Greedy Algorithms

# Greedy Algorithms #

Idea:

• Make choices one-at-a-time
• Never look back
• Hope for the best

However: does not work everywhere.

## When to use greedy algorithms? #

Problem should exhibit optimal substructure:

• Optimal solutions to a problem are made up from optimal solutions of subproblems
• Each problem depends on only one subproblem

## Common strategy for proving correctness #

• Make a series of choices
• Suppose we’re on track to make optimal solution T*
• Show that at each step, choices won’t rule out a globally optimal solution
• Suppose that T* disagrees with the next greedy choice
• Manipulate T* in order to make a solution T that’s not worse but agrees with the next greedy choice
• Swap choice k instead of choice j
• After having made all choices, we haven’t ruled out an optimal solution, so the solution we found is optimal

This can be turned into an inductive proof.

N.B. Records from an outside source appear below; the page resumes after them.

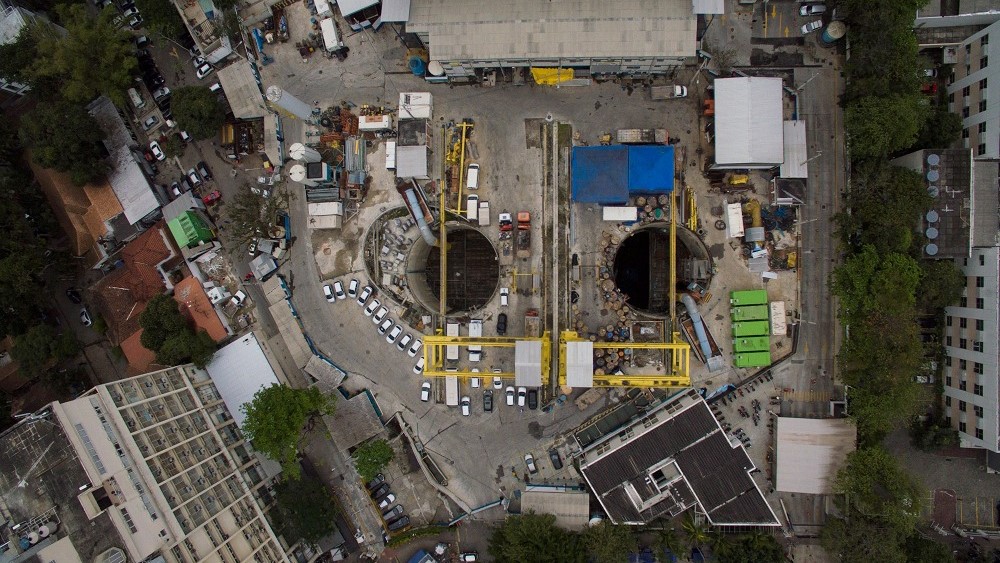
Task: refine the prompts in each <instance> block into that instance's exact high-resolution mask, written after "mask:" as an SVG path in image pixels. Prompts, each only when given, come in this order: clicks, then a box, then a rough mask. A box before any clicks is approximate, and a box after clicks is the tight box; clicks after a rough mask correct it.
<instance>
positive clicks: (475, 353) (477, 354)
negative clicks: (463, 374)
mask: <svg viewBox="0 0 1000 563" xmlns="http://www.w3.org/2000/svg"><path fill="white" fill-rule="evenodd" d="M482 336H483V320H482V319H472V320H471V321H469V338H482ZM481 359H483V347H482V345H480V344H470V345H469V361H470V362H478V361H479V360H481Z"/></svg>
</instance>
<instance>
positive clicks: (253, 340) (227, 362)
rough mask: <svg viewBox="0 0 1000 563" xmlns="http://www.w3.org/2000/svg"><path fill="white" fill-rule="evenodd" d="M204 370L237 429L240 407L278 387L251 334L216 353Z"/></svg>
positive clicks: (276, 379)
mask: <svg viewBox="0 0 1000 563" xmlns="http://www.w3.org/2000/svg"><path fill="white" fill-rule="evenodd" d="M205 370H206V371H208V375H209V376H210V377H211V378H212V382H213V383H214V384H215V388H216V389H218V390H219V396H220V397H222V402H224V403H226V407H227V408H228V409H229V414H231V415H233V420H235V421H236V425H237V426H240V427H242V426H243V421H244V420H246V413H244V412H243V409H242V408H241V407H242V406H243V405H245V404H246V403H249V402H250V401H251V400H253V396H254V394H255V393H257V391H259V390H260V389H264V388H265V387H270V386H271V385H277V384H278V376H277V374H276V373H274V368H272V367H271V363H270V362H268V361H267V355H265V354H264V349H263V348H262V347H261V345H260V342H258V341H257V337H256V336H255V335H254V334H253V333H249V334H247V335H246V336H244V337H242V338H240V339H239V340H236V341H235V342H232V343H231V344H227V345H226V346H223V347H222V348H220V349H219V350H217V351H216V352H215V355H214V356H212V361H211V362H210V363H209V364H208V366H206V368H205Z"/></svg>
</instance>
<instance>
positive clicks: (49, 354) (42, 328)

## Wrong greedy: unbounded knapsack #

Idea: select items with best value/weight ratio

• This works if you can fill the entire knapsack capacity
• However, if there is space left over, then we have a suboptimal solution

## Correct greedy: activity selection #

### Problem statement #

Input:

• Activities a1…an
• Start times s1…sn
• Finish times f1…fn

Output:

• Maximize the number of activities to do in a given day

### Greedy algorithm #

• Pick activity you can add with the smallest finish time
• Repeat

What makes it greedy?

• At each step in the algorithm, make a choice:
• Can increase activity set by one
• Leaving room for future choices
• Do this and hope for the best
• Hope that at the end of the day, this is a globally optimal solution

### Correctness #

• When we make a choice, we don’t rule out an optimal solution (i.e., there exists some optimal solution that contains that choice)
• Suppose we have already chosen ai and there is still an optimal T* that extends our choices
• Now consider the next choice ak
• If ak in T*, we are done
• If ak not in T*:
• Let aj be the activity in T* with smallest finish time after ai
• Consider schedule T swapping aj for ak
• T is still allowed, since ak has smaller ending time than aj, so does not conflict with anything
• T still optimal, since it has the same numer of activities as T*
• The above is the inductive step of the proof of correctness.